I have just joined the forum having come from “the dark side” as you guys call it. I was invited by Gerlach to join Energytalk after another forum gave me a harsh warning about “self promoting” my business. All I did was say that I bought a solar business….
Anyway, I am a big lover of solar and have an old school Microcare solar setup. I joined this forum to offer help to newbies and share my experiences over the years and also to learn something new.
It is great to be part of the club, do you guys have jackets?
I started with a Microcare MPPT. It’s still in a box in my garage.
The story of that unit is that back in 2015, I sent it off for repairs, as the memory on the PIC microcontroller was worn out. It came back and blew up almost immediately upon reinstallation. I gave up on it and replaced the solar charger with a Victron MPPT.
Now that turned out to be an excellent decision, because I studied the circuitry inside the unit and learned a lot about how MPPTs work.
I found the portion of the circuit that blew: It’s a DC-DC conversion stage that generates 15V above battery voltage to switch the N-channel MOSFET on the high side. There is a 27V Zener diode to clamp the voltage, and a small transformer to step it up. The transformer was melted and the Zener was shorted.
I replaced that whole stage and sort-of got it working again, but it would always reset the moment I go over 300W. I suspect the power supply is damaged… but I never got around to playing with it again.
So I have a soft spot for these controllers, even though these days I reckon they aren’t cheap enough to warrant taking them over the other blue controllers.

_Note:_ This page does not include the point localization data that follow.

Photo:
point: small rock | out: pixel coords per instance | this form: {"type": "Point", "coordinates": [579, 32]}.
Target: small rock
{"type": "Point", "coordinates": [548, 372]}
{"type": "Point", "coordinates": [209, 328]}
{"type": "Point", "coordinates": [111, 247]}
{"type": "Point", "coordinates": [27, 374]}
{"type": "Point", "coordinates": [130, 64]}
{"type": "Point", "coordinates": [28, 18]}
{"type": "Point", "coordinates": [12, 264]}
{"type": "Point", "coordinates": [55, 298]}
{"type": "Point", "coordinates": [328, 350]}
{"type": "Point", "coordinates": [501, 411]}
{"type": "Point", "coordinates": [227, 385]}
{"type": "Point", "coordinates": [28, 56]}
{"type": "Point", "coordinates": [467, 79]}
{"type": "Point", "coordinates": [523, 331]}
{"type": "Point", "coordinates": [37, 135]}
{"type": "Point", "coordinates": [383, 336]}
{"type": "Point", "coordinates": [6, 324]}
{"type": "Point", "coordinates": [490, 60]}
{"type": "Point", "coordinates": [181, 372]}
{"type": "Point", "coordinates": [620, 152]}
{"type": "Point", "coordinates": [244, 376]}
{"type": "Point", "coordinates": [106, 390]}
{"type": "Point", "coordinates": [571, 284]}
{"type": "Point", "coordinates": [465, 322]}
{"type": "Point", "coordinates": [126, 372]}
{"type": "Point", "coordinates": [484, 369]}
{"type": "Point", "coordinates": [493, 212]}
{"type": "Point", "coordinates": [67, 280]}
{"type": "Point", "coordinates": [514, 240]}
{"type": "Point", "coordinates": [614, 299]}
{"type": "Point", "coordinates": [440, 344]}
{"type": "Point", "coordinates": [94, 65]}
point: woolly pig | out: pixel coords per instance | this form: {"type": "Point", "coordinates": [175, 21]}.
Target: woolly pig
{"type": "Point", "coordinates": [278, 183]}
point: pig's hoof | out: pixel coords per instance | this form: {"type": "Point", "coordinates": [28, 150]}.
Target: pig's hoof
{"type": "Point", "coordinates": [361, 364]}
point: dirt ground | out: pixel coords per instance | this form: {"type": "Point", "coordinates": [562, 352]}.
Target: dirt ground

I started my solar journey with a brand new Microcare 40A. It was all I could afford back then, but it was amazing. I had it for a few years and then added a second 40A (used) These two went for years until I moved into a new house. Before getting to install the solar I got a very good deal on a new 60A. I decided to keep all three and had separate arrays facing East on the one 40A, North on the 60A and West on the other 40A. This worked well for me until I moved again. My new house (my current house) has only a North facing roof, so I got rid of all my different sized panels I acquired over the years and replaced them with 330W panels. While still busy installing the solar system a good deal came up on a 100A controller, which was a no-brainer. I then decided to sell off all the smaller controllers and stick to the big one. I’ve been running with this system for over a year now and am happy with its performance.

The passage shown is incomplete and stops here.